Soutien budgétaire: pourquoi Draghi a raison... et pas Merkel
Par Olivier Passet, directeur des synthèses économiques de Xerfi

La Tribune publie chaque jour des extraits issus des analyses diffusées sur Xerfi Canal. Aujourd'hui, un soutien budgétaire européen devient impératif.

A Jackson Hole, le 22 août dernier, Mario Draghi brise un tabou lorsqu'il affirme que la politique monétaire ne peut pas à elle seule contrecarrer la dépression européenne et qu'elle a besoin de l'appui des politiques budgétaires.



Il bouscule ainsi le confortable compromis dans lequel s'étaient installées les autorités européennes.

D'un côté, les Etats auraient pour mission de mener à bien les réformes structurelles et l'assainissement budgétaire nécessaire au rétablissement de leur offre. De l'autre, la BCE interviendrait sur le front de la demande, en impulsant le crédit aux entreprises comme antidote de l'impact récessif des politiques d'ajustement.



L'enjeu de la coordination européenne résiderait alors tout entier dans ce que l'on appelle le policy-mix, la politique budgétaire appuyant sur le frein, la politique monétaire sur l'accélérateur, pour un résultat neutre sur la croissance au final.
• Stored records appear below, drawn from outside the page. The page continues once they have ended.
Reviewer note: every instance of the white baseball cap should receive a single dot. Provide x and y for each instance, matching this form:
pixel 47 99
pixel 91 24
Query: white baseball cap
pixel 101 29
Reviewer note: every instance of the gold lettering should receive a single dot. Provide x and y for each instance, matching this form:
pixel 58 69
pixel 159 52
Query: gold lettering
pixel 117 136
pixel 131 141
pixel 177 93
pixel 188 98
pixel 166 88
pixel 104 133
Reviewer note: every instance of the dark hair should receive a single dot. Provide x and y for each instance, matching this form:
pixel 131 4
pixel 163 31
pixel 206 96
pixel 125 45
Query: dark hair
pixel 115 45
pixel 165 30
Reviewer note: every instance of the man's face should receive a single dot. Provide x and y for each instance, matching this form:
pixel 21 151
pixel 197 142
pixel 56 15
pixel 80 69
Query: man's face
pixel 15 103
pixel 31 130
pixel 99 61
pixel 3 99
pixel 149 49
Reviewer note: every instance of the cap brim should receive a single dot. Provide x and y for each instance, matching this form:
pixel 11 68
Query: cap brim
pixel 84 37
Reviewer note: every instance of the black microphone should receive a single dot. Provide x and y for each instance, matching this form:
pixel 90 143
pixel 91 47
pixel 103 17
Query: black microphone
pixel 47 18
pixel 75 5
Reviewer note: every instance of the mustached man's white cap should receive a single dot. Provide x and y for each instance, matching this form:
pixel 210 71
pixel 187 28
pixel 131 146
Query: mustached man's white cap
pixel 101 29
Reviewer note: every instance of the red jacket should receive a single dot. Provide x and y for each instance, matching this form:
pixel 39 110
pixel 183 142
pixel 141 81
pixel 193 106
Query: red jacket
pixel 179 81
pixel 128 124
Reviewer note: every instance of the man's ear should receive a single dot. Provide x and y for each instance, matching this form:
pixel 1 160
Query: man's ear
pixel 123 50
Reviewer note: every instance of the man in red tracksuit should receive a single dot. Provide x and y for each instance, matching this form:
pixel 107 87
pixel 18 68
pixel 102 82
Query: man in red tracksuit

Autrement dit, dans ce jeu de rôle, l'épineuse question de la coordination se résumerait à celle des instruments de politique économique.

Deux points bloquent la BCE

La rechute de l'activité européenne douche maintenant les espoirs de ceux qui pensaient pouvoir faire l'impasse sur la coordination des politiques nationales et révèle les limites du partage des rôles entre les Etats d'un côté et la banque centrale de l'autre. La BCE bute en effet sur deux écueils.



Premièrement, le trou d'air de l'activité est bel et bien là et le quantative easing annoncé à grand renfort médiatique, en juin est encore dans les limbes. Le bilan de la BCE n'en porte toujours pas la trace et lorsque l'on connaît les délais qui séparent les impulsions et leurs résultats tangibles sur l'économie réelle, l'inflexion politique de la BCE est arrivée bien tardivement.

Deuxièmement, réanimer le crédit dans un contexte de retournement des anticipations de demande est mission quasi-impossible. La Banque du Japon s'y est essayée pendant des années sans succès par le passé. Or, tout porte à croire que la léthargie du crédit aux entreprises en Europe est dûe d'abord à la faiblesse des projets d'investissement et non l'inverse. Difficile de susciter dans ce contexte un changement de comportement des entreprises, quand les carnets de commande se dégarnissent.



Inverser le cours des choses

Alors certes, la BCE a réussi à faire glisser la valeur de l'euro et à doper la valeur des actifs financiers, mais il en faudrait plus bien pour inverser le cours des choses et alors même que L'Allemagne, la France et l'Italie, soit les deux tiers du PIB européen, flirtent avec la récession, ou y sont déjà retombés.



Mario Draghi en a pris acte logiquement. Les politiques budgétaires de la zone euro prélèvent encore plus d'un demi-point de PIB par an pour parvenir à leurs objectifs de consolidation. La rigueur peut sembler dosée, toutes choses égales par ailleurs. Mais un demi-point lorsque la croissance est à zéro, constitue une ponction extrêmement déstabilisatrice. Et pour qu'une partie de l'Europe maintienne son effort de consolidation, il n'existe aucune autre issue qu'un relâchement de la discipline allemande. La balle est clairement dans le camp allemand maintenant.